Most undergraduate courses on differential geometry are leftovers from the early part of the last century, focusing on curves and surfaces in space, which is not very useful for the most important application of the twentieth century: general relativity and field theory in theoretical physics. Most mathematicians who teach such courses are not well versed in physics, so perhaps this is a natural consequence of the distancing of mathematics from physics, two fields which developed together in creating these ideas from Newton to Einstein and beyond.
The idea of these notes is to develop the essential tools of modern differential geometry while bypassing more abstract notions like manifolds, which although important for global questions, are not essential for local differential geometry and therefore need not steal precious time from a first course aimed at undergraduates.

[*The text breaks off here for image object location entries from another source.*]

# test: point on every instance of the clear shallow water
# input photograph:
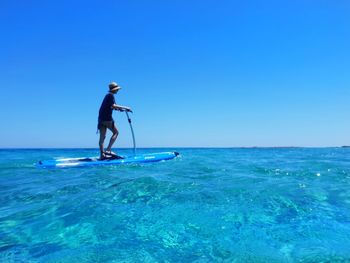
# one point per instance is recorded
(208, 205)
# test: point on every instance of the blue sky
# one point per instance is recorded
(196, 73)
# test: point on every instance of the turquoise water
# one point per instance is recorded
(208, 205)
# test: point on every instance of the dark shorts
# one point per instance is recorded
(105, 124)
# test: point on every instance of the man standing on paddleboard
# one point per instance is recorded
(105, 120)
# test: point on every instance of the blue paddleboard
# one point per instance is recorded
(94, 161)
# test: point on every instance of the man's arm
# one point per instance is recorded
(121, 108)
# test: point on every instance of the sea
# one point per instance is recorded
(206, 205)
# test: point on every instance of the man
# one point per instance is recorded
(105, 120)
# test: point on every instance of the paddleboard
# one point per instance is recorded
(94, 161)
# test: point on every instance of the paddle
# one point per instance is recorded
(132, 130)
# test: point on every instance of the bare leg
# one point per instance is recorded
(113, 138)
(103, 131)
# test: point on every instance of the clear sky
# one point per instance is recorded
(196, 73)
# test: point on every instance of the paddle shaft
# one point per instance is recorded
(132, 131)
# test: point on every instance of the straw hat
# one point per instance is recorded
(114, 86)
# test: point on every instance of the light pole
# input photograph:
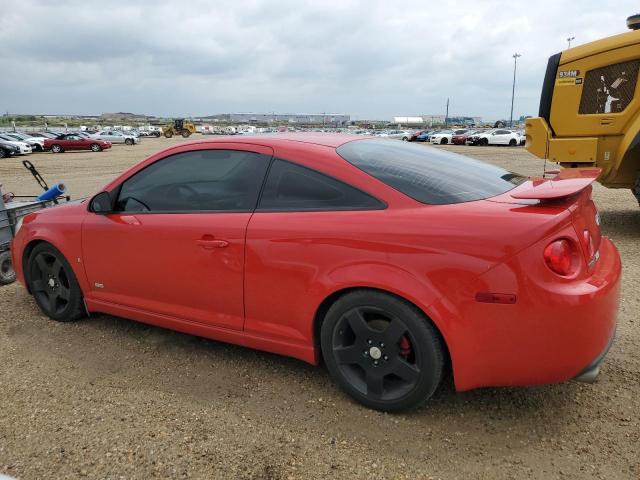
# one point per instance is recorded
(513, 88)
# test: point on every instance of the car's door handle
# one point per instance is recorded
(210, 244)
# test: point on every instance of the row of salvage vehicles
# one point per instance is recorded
(590, 109)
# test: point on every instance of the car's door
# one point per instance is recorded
(293, 229)
(500, 137)
(175, 243)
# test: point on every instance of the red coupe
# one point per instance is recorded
(72, 141)
(388, 260)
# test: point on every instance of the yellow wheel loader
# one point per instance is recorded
(179, 127)
(590, 109)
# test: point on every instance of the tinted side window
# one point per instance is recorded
(291, 187)
(201, 180)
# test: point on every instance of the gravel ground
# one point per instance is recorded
(111, 398)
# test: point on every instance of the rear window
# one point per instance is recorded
(428, 175)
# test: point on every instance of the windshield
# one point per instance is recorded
(428, 175)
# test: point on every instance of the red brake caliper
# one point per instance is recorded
(405, 347)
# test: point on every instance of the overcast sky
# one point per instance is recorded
(370, 59)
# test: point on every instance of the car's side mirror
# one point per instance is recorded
(101, 204)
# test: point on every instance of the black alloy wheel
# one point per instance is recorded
(7, 275)
(53, 284)
(382, 350)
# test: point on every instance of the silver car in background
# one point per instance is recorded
(115, 136)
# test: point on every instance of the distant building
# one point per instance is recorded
(433, 120)
(294, 118)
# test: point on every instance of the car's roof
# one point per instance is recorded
(333, 140)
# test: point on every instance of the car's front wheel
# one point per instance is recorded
(53, 284)
(7, 274)
(382, 350)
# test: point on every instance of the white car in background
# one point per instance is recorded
(37, 143)
(25, 148)
(115, 136)
(499, 137)
(443, 137)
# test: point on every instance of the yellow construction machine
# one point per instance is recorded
(590, 109)
(179, 127)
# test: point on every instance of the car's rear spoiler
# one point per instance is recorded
(566, 183)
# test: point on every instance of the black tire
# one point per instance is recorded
(7, 274)
(382, 350)
(53, 284)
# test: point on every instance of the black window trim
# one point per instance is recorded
(118, 188)
(382, 204)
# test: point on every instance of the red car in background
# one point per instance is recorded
(462, 138)
(414, 135)
(388, 260)
(72, 141)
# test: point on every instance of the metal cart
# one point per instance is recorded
(11, 213)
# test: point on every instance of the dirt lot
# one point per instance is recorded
(110, 398)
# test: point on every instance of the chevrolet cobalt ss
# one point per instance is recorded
(392, 262)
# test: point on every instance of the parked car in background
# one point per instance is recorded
(73, 141)
(414, 135)
(24, 147)
(461, 138)
(444, 136)
(115, 136)
(425, 136)
(498, 137)
(37, 143)
(44, 134)
(8, 150)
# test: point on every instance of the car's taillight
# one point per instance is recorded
(588, 243)
(560, 257)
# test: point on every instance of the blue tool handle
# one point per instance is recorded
(53, 192)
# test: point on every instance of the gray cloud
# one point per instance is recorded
(369, 59)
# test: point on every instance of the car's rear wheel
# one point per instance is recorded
(7, 274)
(382, 350)
(53, 284)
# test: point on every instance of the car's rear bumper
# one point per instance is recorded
(556, 330)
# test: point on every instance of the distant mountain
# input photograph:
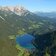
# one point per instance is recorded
(19, 10)
(47, 14)
(13, 19)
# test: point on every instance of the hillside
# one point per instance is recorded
(17, 21)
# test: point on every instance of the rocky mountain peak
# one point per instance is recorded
(19, 10)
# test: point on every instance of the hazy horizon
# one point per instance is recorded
(32, 5)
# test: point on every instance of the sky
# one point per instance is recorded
(32, 5)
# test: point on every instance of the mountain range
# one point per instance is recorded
(17, 18)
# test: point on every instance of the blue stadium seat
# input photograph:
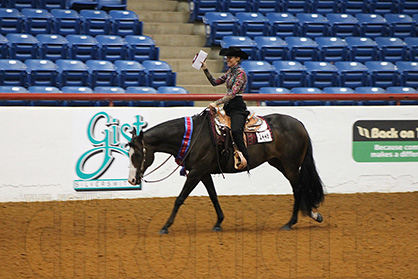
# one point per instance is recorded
(266, 6)
(372, 90)
(76, 89)
(141, 48)
(52, 46)
(308, 90)
(41, 72)
(259, 74)
(351, 74)
(383, 6)
(37, 21)
(14, 90)
(362, 49)
(408, 73)
(142, 90)
(412, 44)
(392, 49)
(79, 90)
(283, 24)
(21, 4)
(276, 90)
(218, 25)
(66, 22)
(290, 74)
(372, 25)
(102, 73)
(112, 47)
(313, 25)
(400, 25)
(354, 6)
(332, 49)
(245, 43)
(340, 90)
(95, 22)
(125, 23)
(72, 73)
(236, 6)
(159, 73)
(11, 21)
(382, 74)
(321, 74)
(12, 72)
(79, 5)
(408, 7)
(22, 46)
(295, 6)
(198, 8)
(174, 90)
(130, 73)
(52, 4)
(108, 5)
(302, 49)
(3, 47)
(325, 6)
(252, 24)
(343, 25)
(271, 48)
(82, 47)
(45, 89)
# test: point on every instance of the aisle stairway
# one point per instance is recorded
(166, 22)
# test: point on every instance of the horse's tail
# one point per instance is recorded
(311, 184)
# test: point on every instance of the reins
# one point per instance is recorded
(181, 162)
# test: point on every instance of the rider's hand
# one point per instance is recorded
(204, 66)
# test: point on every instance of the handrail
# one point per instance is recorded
(202, 97)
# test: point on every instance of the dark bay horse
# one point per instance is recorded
(290, 153)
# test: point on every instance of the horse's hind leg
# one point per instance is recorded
(210, 187)
(188, 187)
(292, 174)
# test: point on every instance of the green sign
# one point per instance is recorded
(385, 141)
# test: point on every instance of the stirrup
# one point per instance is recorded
(239, 160)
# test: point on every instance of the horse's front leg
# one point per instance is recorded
(189, 185)
(210, 187)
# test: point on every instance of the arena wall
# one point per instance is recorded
(80, 153)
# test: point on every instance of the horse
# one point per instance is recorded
(290, 152)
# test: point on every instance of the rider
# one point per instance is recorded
(233, 103)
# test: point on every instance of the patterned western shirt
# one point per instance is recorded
(235, 79)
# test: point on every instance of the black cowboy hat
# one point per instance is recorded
(233, 51)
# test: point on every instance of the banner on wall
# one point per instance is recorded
(101, 150)
(385, 141)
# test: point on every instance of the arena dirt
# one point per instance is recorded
(362, 236)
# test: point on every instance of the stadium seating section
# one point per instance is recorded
(294, 46)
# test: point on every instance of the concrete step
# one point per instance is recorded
(194, 78)
(170, 52)
(163, 17)
(185, 65)
(155, 5)
(179, 40)
(154, 28)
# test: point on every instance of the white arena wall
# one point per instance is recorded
(46, 153)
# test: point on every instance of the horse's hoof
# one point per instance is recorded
(217, 229)
(286, 227)
(164, 231)
(319, 218)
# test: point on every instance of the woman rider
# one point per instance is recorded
(233, 103)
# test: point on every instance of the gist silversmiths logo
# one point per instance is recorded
(385, 141)
(102, 159)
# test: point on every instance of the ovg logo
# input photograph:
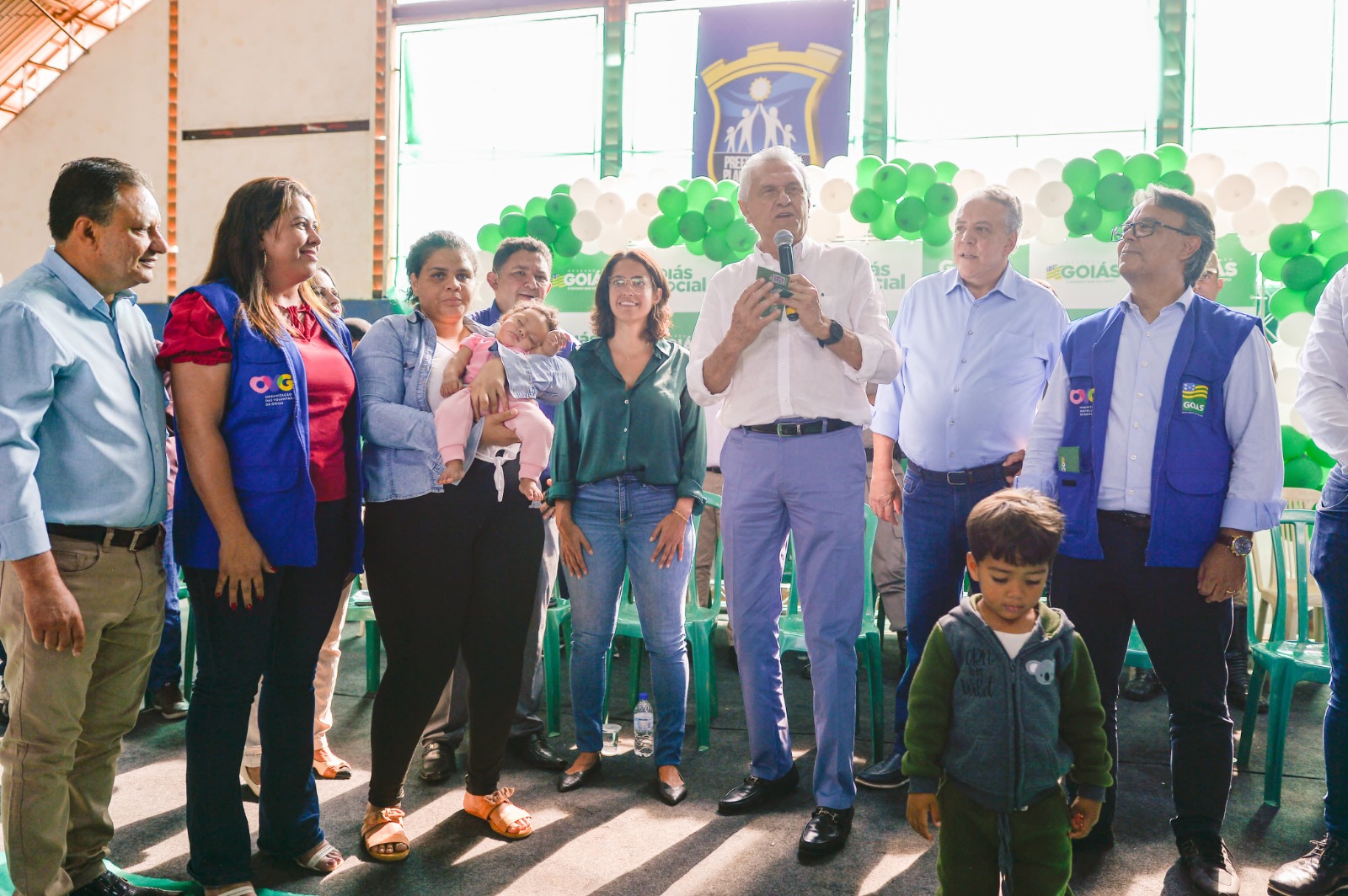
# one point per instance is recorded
(1193, 397)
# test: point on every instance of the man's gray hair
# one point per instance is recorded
(1003, 197)
(772, 154)
(1197, 221)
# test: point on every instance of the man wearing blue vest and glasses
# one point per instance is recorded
(1159, 437)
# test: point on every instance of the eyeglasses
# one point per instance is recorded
(1143, 228)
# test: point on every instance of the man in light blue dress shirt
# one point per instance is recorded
(979, 343)
(1159, 438)
(83, 499)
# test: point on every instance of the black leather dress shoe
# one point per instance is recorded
(826, 832)
(755, 792)
(536, 751)
(108, 884)
(566, 781)
(437, 763)
(1208, 866)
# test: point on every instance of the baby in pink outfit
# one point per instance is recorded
(529, 328)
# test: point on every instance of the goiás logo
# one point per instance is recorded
(1193, 397)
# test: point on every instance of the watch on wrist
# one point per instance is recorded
(1239, 545)
(835, 334)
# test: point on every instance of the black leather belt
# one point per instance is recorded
(804, 428)
(1127, 518)
(110, 536)
(964, 477)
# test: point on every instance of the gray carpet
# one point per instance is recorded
(615, 837)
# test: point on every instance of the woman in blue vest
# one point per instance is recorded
(451, 568)
(267, 520)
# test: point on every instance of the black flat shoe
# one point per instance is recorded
(568, 781)
(671, 795)
(826, 832)
(755, 792)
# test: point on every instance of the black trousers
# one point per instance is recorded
(451, 572)
(1186, 639)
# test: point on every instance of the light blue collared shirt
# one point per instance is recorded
(974, 370)
(81, 410)
(1254, 495)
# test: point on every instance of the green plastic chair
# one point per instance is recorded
(1285, 662)
(792, 639)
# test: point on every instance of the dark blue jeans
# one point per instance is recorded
(1329, 566)
(934, 518)
(278, 637)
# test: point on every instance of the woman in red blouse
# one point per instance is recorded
(267, 527)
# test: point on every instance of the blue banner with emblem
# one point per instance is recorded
(772, 74)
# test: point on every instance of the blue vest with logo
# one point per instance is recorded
(266, 429)
(1190, 465)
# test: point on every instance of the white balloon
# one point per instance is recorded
(584, 192)
(836, 195)
(1206, 168)
(1291, 204)
(586, 226)
(1024, 184)
(1053, 199)
(1233, 192)
(1269, 177)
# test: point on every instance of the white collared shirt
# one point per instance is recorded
(785, 372)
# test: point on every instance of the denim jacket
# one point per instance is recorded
(393, 371)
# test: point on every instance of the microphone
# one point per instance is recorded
(784, 239)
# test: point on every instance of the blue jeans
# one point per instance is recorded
(618, 518)
(934, 518)
(1329, 566)
(166, 667)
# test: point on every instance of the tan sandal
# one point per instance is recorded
(381, 828)
(502, 813)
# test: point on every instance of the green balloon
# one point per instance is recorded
(910, 215)
(489, 236)
(866, 168)
(890, 181)
(1115, 192)
(514, 224)
(1177, 181)
(1142, 168)
(1291, 240)
(566, 244)
(1083, 217)
(1303, 273)
(866, 205)
(1285, 302)
(921, 175)
(1270, 266)
(673, 201)
(1303, 473)
(559, 209)
(719, 215)
(940, 200)
(700, 192)
(1110, 161)
(1328, 209)
(1082, 175)
(1173, 158)
(937, 232)
(664, 231)
(541, 228)
(1293, 444)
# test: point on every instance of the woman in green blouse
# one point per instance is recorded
(627, 467)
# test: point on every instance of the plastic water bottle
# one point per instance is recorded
(644, 727)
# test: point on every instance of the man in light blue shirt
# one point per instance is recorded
(979, 343)
(83, 498)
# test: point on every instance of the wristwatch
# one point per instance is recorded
(835, 334)
(1239, 545)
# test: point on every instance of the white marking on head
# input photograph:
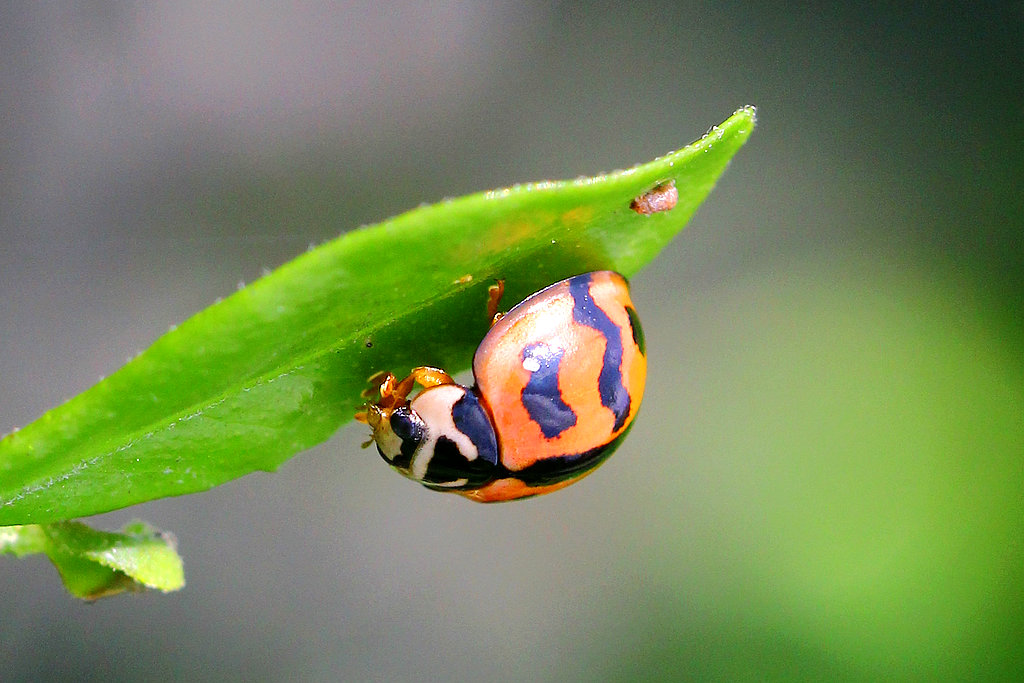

Part 1 (Algebra) develops the vector space structure of $\mathbb{R}^n$ and its dual space of real-valued linear functions, and builds the tools of tensor algebra on that structure, getting the index manipulation part of tensor analysis out of the way first. Part 2 (Calculus) then develops $\mathbb{R}^n$ as a manifold first analyzed in Cartesian coordinates, beginning by redefining the tangent space of multivariable calculus to be the space of directional derivatives at a point, so that all of the tools of Part 1 then can be applied pointwise in the space. Non-Cartesian coordinates and the Euclidean metric are then used as a shortcut to what would be the consideration of more general manifolds with Riemannian metrics in a more ambitious course, followed by the covariant derivative and parallel transport, leading naturally into curvature. The exterior derivative and integration of differential forms is the final topic, showing how conventional vector analysis fits into a more elegant unified framework.
The theme of Part 1 is that one needs to distinguish the linearity properties from the inner product (``metric") properties of linear algebra. The inner product geometry governs lengths and angles, and the determinant then enables one to extend the linear measure of length to area and volume in the plane or 3-dimensional space, and to $p$-dimensional objects in $\mathbb{R}^n$. The determinant also tests linear independence of a set of vectors and hence is key to characterizing subspaces independent of the particular set of vectors we use to describe them while assigning an actual measure to the $p$-parallelepipeds formed by a particular set, once an inner product sets the length scale for orthogonal directions. By appreciating the details of these basic notions in the setting of $\mathbb{R}^n$, one is ready for the tools needed point by point in the tangent spaces to $\mathbb{R}^n$, once one understands the relationship between each tangent space and the simpler enveloping space.
The LaTeX version of these notes is in progress.